Сталин — его кумир. «Безумно люблю, когда товарищ Сталин выступает. Все события в ходе войны становятся настолько ясными и обоснованными логически», — записывает он в начале ноября 1943 года. Три года спустя Гельфанд остается столь же восторженным поклонником вождя:
Еще раз перечитываю речь т. Сталина накануне выборов кандидатов в депутаты Верховного Совета и поражаюсь, в который раз, ясности ума и простоте изложения сталинской мысли. Еще не было ни одного высказывания т.
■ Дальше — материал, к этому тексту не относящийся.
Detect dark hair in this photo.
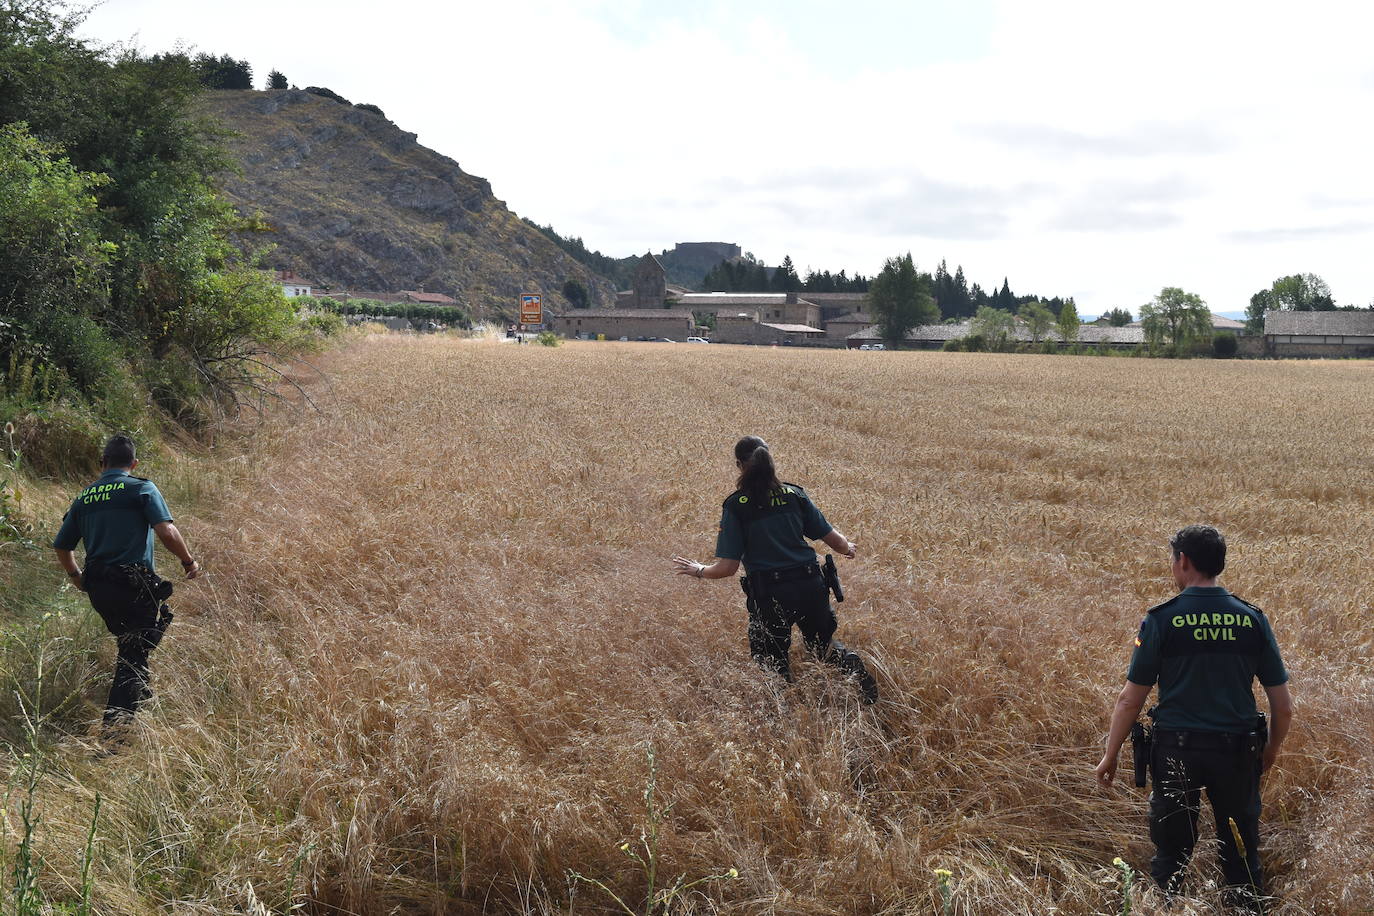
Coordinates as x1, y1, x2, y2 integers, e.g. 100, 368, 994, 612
1170, 525, 1226, 577
734, 435, 780, 500
102, 435, 136, 468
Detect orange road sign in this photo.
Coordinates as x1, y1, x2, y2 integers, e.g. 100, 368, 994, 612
520, 294, 543, 326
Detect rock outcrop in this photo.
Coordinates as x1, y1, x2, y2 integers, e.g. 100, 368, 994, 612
204, 90, 614, 317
Сталина, в котором не вырисовывалась бы мудрость, правда и убедительность преподносимых слушателям фактов и цифр. Вот и на сей раз. Кто смеет оспорить или выразить сомнение в правдивости гениального рассказа вождя нашей партии и нашего народа о причинах и условиях нашей победы, о корнях возникновения империалистических войн, о существенном отличии только что минувшей войны от всех других, предшествовавших ей прежде, ввиду участия в ней Советского Союза (14.02.1946).
В этой речи Сталин, среди прочего, говорил о том, что коллективизация «помогла развитию сельского хозяйства, позволила покончить с „вековой отсталостью“».
«Ваше дело — судить, насколько правильно работала и работает партия (аплодисменты), и могла ли она работать лучше (смех, аплодисменты)», — конспектирует Гельфанд, — обращается под конец к избирателям т. Сталин. И все награждают его такими горячими аплодисментами и любовью, что просто трогательно становится со стороны. Да, он заслужил ее, мой Сталин, бессмертный и простой, скромный и великий, мой вождь, мой учитель, моя слава, гений, солнце мое большое (14.02.1946).
Ни собственный опыт общения с крестьянами, ни личное знакомство с результатами коллективизации не заронили и тени сомнения в верности слов вождя. Впрочем, Гельфанд по малолетству не мог сопоставить советскую деревню до и после коллективизации. Однако и невольное знакомство с уровнем развития сельского хозяйства Германии и в целом с уровнем жизни побежденных не навели его на какие-либо размышления.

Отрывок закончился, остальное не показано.